Northvolt, which is currently planning a so-called Gigafactory in Europe, said the agreement could expand into wide-reaching business cooperation.
The two companies are looking at jointly developing a battery recycling business, to address one of the ongoing challenges of battery development.
The current memorandum of understanding will supply equipment and material needed to build battery cells.
Marubeni said it was considering supplying Northvolt’s battery factory with manufacturing equipment such as coating and slitting machines and raw materials, including cathode and anode materials.

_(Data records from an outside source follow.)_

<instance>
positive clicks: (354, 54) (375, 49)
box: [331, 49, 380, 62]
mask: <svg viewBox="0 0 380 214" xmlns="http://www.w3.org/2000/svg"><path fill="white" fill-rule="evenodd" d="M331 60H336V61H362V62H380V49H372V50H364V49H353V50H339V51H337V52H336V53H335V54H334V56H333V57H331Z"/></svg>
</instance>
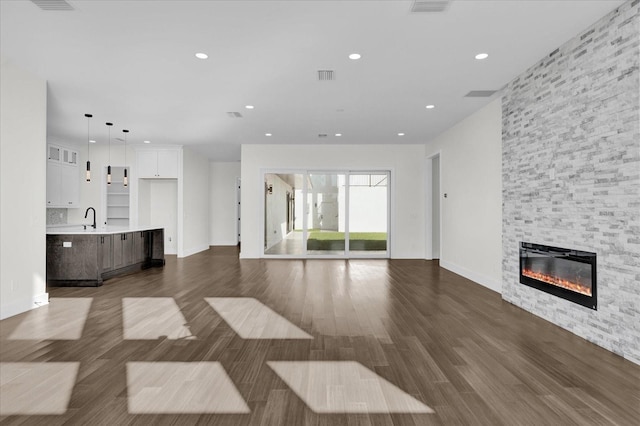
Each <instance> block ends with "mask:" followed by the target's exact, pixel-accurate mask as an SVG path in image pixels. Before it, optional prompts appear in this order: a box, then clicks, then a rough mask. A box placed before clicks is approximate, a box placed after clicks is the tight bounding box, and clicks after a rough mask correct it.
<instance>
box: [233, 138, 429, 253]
mask: <svg viewBox="0 0 640 426" xmlns="http://www.w3.org/2000/svg"><path fill="white" fill-rule="evenodd" d="M424 157H425V151H424V146H423V145H243V146H242V166H241V168H242V221H241V222H242V236H243V237H242V246H241V253H240V255H241V257H243V258H258V257H261V256H262V253H263V245H262V244H263V241H262V239H263V233H262V231H263V229H262V227H263V226H264V224H263V222H264V219H263V217H262V211H263V210H262V208H263V207H262V202H263V200H262V198H263V195H262V194H263V187H264V186H263V185H264V183H263V176H262V172H263V171H269V170H271V171H273V170H276V169H278V170H281V171H284V170H304V169H317V170H319V169H324V170H391V188H390V190H391V239H390V249H391V257H393V258H407V259H409V258H418V259H419V258H424V247H425V239H424V235H425V232H424V230H425V227H424V217H425V214H424V212H425V211H424V193H425V190H424V185H425V177H424Z"/></svg>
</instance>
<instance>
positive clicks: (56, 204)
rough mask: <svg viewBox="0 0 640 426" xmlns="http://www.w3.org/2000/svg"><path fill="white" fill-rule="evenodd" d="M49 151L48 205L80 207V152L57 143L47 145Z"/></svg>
mask: <svg viewBox="0 0 640 426" xmlns="http://www.w3.org/2000/svg"><path fill="white" fill-rule="evenodd" d="M47 152H48V156H47V159H48V161H47V207H63V208H74V207H78V205H79V204H80V171H79V168H78V152H77V151H74V150H72V149H69V148H65V147H61V146H57V145H47Z"/></svg>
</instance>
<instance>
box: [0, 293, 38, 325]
mask: <svg viewBox="0 0 640 426" xmlns="http://www.w3.org/2000/svg"><path fill="white" fill-rule="evenodd" d="M48 304H49V293H42V294H40V295H38V296H34V297H33V299H21V300H16V301H15V302H11V303H8V304H6V305H0V320H3V319H5V318H9V317H12V316H15V315H18V314H21V313H23V312H27V311H30V310H31V309H35V308H39V307H40V306H44V305H48Z"/></svg>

Northvolt already has the backing of Volkswagen-owned truck maker Scania and Swiss engineering group ABB and recently started to construct its research and development “Gigafactory” in the Swedish town of Västerås (pictured).
Västerås is already home to several multinationals with engineering and research operations in electrification.
The factory is due to be used as a development and testing site for the company’s lithium-ion battery cells and manufacturing techniques, assessing its plans for large-scale, electric-vehicle battery manufacturing.
Northvolt said the factory would mark the first step towards the creation of a European value chain for large-scale battery cell manufacturing.
Scania intends to develop batteries for commercial vehicles with Northvolt by next year.
Danish wind turbine maker Vestas has also signed up to a partnership with Northvolt.
Further funding is due to come from the Swedish energy company Energimyndigheten and the European Investment Bank.
InnovFin, the EU Finance for Innovators Energy Demonstration Projects, and the Swedish Energy Agency are also working with Northvolt.
The Canada-based firm Nemaska Lithium is due to deliver lithium hydroxide to the Northvolt battery lab.
Northvolt’s operation st Skellefteå is expected to start production at 8 GWh per year, climbing to 32 GWh by 2023.
Meanwhile, competition is growing with LG Chem and Samsung already making batteries in Europe.
Carlsson said: “Northvolt is now entering the next phase, going from a planning to a physical phase. With a number of key partners and customers onboard, and with major progress made within cell, product and process development, we are now ready to take the next step.”